You: Break down total revenue by product category

Claude will use aggregate with groupBy:

{
  "entity": "SalesOrderLinesV2",
  "aggregations": [{"function": "SUM", "field": "LineAmount"}],
  "groupBy": ["ItemGroup"]
}

Time-Based Analysis

You: Show me the monthly sales trend for the past 12 months with growth rates

Claude will use trending:

{
  "entity": "SalesOrderLinesV2",
  "dateField": "CreatedDateTime",
  "valueField": "LineAmount",
  "granularity": "month",
  "periods": 12,
  "includeGrowthRate": true
}

You: Compare this year's sales to last year

Claude will use compare_periods with YoY comparison:

{
  "entity": "SalesOrderLinesV2",
  "dateField": "CreatedDateTime",
  "comparisonType": "YoY",
  "aggregations": [{"function": "SUM", "field": "LineAmount"}]
}

You: How did Q4 sales compare to Q3?

Claude will use compare_periods with QoQ comparison:

{
  "entity": "SalesOrderLinesV2",
  "dateField": "CreatedDateTime",
  "comparisonType": "QoQ",
  "aggregations": [{"function": "SUM", "field": "LineAmount"}]
}

Customer Intelligence

You: Give me a complete analysis of customer US-001 - profile, orders, spend, and trends

Claude will use analyze_customer for comprehensive single-call analysis:

{
  "customerAccount": "US-001",
  "includeOrders": true,
  "includeSpend": true,
  "includeTrending": true
}

You: Find the customer named "S&S Industries"

Claude will use search_entity which handles special characters that break standard OData:

{
  "entity": "CustomersV3",
  "searchTerm": "S&S Industries",
  "searchField": "CustomerName"
}

Multi-Query & Joins

You: Get me a dashboard view: total customers, total orders this month, and top 5 products by sales

Claude will use batch_query to run all three queries in parallel:

{
  "queries": [
    {"name": "total_customers", "entity": "CustomersV3", "top": 1},
    {"name": "orders_this_month", "entity": "SalesOrderHeadersV2", "filter": "OrderCreatedDateTime ge 2024-01-01"},
    {"name": "top_products", "entity": "SalesOrderLinesV2", "top": 5, "orderby": "LineAmount desc"}
  ]
}

You: Show me recent orders with customer names and their customer groups

Claude will use join_entities to correlate orders with customer details:

{
  "primaryEntity": "SalesOrderHeadersV2",
  "primaryKey": "OrderingCustomerAccountNumber",
  "secondaryEntity": "CustomersV3",
  "secondaryKey": "CustomerAccount",
  "primarySelect": ["SalesOrderNumber", "OrderCreatedDateTime"],
  "secondarySelect": ["CustomerName", "CustomerGroup"]
}

Data Export

You: Export all customers with credit limit over $100K to CSV

Claude will use export with format and filter:

{
  "entity": "CustomersV3",
  "format": "csv",
  "filter": "CreditLimit gt 100000",
  "select": ["CustomerAccount", "CustomerName", "CreditLimit"]
}

Understanding Enums

You: What are the possible values for sales order status?
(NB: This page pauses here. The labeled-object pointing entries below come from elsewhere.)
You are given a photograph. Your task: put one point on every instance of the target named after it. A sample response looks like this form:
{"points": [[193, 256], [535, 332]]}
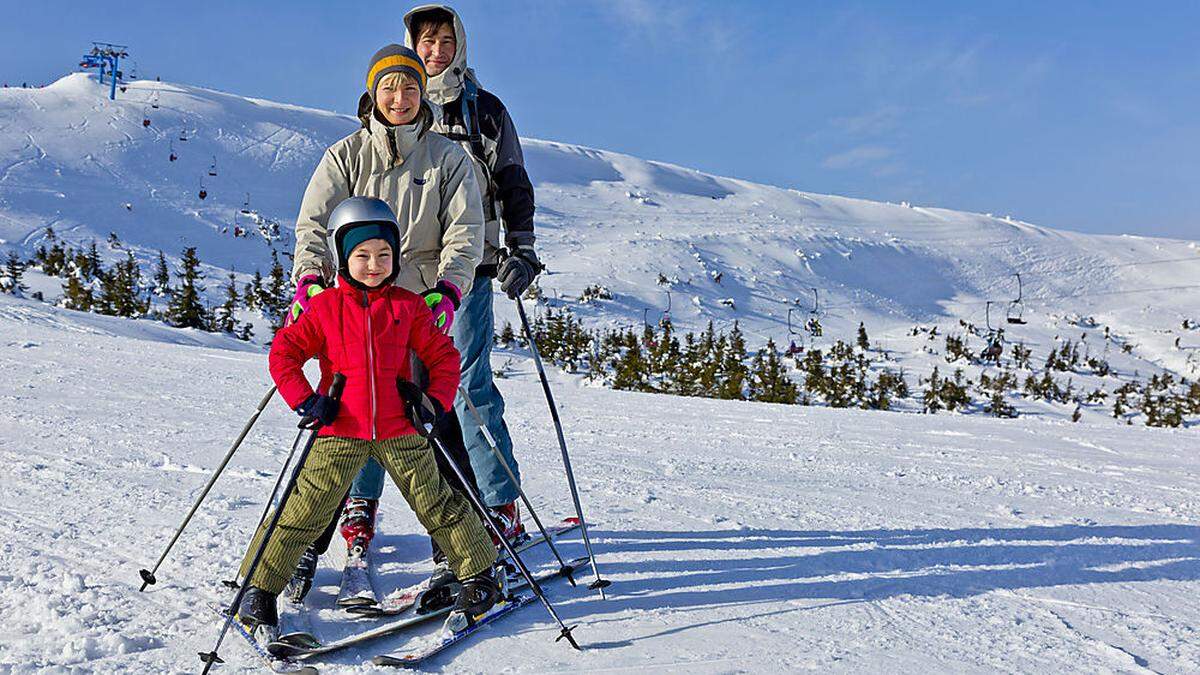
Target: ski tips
{"points": [[209, 658], [569, 637]]}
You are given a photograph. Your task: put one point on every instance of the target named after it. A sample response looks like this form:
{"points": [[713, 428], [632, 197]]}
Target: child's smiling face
{"points": [[370, 262]]}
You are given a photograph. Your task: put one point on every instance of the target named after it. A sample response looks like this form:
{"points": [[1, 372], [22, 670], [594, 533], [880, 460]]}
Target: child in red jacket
{"points": [[366, 329]]}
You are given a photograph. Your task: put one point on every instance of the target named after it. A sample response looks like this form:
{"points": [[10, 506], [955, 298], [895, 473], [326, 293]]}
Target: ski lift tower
{"points": [[106, 55]]}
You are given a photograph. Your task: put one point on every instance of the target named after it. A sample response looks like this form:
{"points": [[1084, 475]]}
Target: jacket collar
{"points": [[349, 287]]}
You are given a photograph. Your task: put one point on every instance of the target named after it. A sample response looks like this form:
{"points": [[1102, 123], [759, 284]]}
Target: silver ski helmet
{"points": [[354, 221]]}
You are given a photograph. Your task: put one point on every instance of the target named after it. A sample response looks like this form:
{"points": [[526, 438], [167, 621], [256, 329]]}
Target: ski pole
{"points": [[271, 502], [148, 575], [429, 432], [565, 569], [210, 657], [599, 584]]}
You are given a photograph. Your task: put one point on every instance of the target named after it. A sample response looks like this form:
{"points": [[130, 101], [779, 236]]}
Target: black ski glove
{"points": [[424, 411], [519, 270], [318, 410]]}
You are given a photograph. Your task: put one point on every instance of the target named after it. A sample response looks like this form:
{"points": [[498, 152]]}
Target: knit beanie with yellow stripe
{"points": [[395, 58]]}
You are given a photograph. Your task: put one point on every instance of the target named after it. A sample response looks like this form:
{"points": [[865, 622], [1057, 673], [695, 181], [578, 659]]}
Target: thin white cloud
{"points": [[857, 156], [871, 123]]}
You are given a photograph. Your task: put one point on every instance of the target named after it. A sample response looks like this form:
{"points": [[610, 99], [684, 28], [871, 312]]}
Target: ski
{"points": [[257, 646], [288, 650], [295, 623], [402, 599], [441, 643], [358, 587]]}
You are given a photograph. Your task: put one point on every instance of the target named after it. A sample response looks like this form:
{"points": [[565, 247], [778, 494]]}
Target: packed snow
{"points": [[738, 536]]}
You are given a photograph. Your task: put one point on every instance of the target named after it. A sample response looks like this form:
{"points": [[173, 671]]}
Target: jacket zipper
{"points": [[366, 306]]}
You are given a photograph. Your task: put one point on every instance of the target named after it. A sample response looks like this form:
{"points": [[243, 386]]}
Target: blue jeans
{"points": [[472, 332]]}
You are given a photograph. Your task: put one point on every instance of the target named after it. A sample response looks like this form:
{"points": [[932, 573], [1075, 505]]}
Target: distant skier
{"points": [[430, 183], [365, 328], [479, 121]]}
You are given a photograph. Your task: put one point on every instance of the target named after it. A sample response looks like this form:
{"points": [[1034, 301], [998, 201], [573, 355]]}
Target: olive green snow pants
{"points": [[333, 464]]}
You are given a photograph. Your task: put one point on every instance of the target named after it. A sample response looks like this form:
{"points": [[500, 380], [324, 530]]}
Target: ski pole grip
{"points": [[335, 389]]}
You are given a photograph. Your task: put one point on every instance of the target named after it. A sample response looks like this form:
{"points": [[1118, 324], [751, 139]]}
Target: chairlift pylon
{"points": [[1017, 308]]}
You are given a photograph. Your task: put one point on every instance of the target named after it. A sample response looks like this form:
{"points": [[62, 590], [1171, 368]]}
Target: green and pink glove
{"points": [[309, 286], [443, 300]]}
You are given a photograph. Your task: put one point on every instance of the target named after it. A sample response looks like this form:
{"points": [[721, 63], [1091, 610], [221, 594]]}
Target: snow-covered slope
{"points": [[741, 537], [75, 160]]}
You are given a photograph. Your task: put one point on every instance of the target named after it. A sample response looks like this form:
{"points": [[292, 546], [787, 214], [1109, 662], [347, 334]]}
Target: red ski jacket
{"points": [[365, 335]]}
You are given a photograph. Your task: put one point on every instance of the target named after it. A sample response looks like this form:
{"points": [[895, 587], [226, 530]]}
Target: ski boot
{"points": [[442, 587], [508, 520], [301, 579], [479, 595], [257, 609]]}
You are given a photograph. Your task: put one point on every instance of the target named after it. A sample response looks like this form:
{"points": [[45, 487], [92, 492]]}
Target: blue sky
{"points": [[1081, 115]]}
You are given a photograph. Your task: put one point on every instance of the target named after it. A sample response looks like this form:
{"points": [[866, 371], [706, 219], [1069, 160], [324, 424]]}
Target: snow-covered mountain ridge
{"points": [[729, 249]]}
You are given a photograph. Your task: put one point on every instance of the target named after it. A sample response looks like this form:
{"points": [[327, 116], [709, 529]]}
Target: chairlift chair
{"points": [[792, 332], [995, 340]]}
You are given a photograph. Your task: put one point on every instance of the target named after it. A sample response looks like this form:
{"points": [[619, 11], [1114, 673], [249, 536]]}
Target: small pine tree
{"points": [[631, 370], [768, 378], [277, 293], [1021, 356], [507, 336], [733, 371], [120, 290], [186, 310], [76, 294], [957, 348], [161, 278], [931, 398], [954, 392], [11, 279], [225, 318]]}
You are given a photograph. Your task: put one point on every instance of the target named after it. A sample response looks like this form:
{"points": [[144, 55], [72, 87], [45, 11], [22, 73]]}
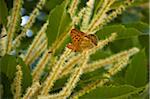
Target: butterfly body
{"points": [[81, 41]]}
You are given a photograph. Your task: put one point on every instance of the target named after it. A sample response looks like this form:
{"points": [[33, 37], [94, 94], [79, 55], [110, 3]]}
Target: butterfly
{"points": [[82, 41]]}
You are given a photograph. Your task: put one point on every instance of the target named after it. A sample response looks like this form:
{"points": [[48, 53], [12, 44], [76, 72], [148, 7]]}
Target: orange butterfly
{"points": [[81, 41]]}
Claude will check the d365://enums resource to find enum definitions.

Tips for Best Results

  1. Ask business questions directly - The MCP tools handle complexity for you. Just ask: "Who are our top 20 customers by spend?" or "How did Q4 compare to Q3?"

  2. Use natural date formats - Claude understands "last month", "Q4 2024", "past 12 months", or specific dates like "January 1, 2024"

  3. Don't worry about special characters - Searching for "S&S Industries" or "O'Brien Corp" works automatically. The tools have fallback strategies for characters that break standard OData.

  4. Request trends and comparisons - Built-in time intelligence handles the complexity: "Show monthly sales trend with growth rates" or "Compare this year's revenue to last year"

  5. Combine multiple questions - Ask for dashboard-style views: "Get me total customers, orders this month, and top 5 products" - queries run in parallel.

  6. Export data when needed - Request CSV, JSON, or TSV exports directly: "Export all customers with credit limit over $100K to CSV"

  7. Ask for explanations - If you want to learn OData syntax, ask Claude to explain the query: "Show customers in group US and explain the OData query"

API Reference

Resources

d365://entities

List available D365 entities with optional filtering.

Query Parameters:

  • filter (optional): Wildcard pattern (* for any chars, ? for single char)

Examples:

d365://entities                    # List all entities
d365://entities?filter=Cust*       # Entities starting with "Cust"
d365://entities?filter=*Header*    # Entities containing "Header"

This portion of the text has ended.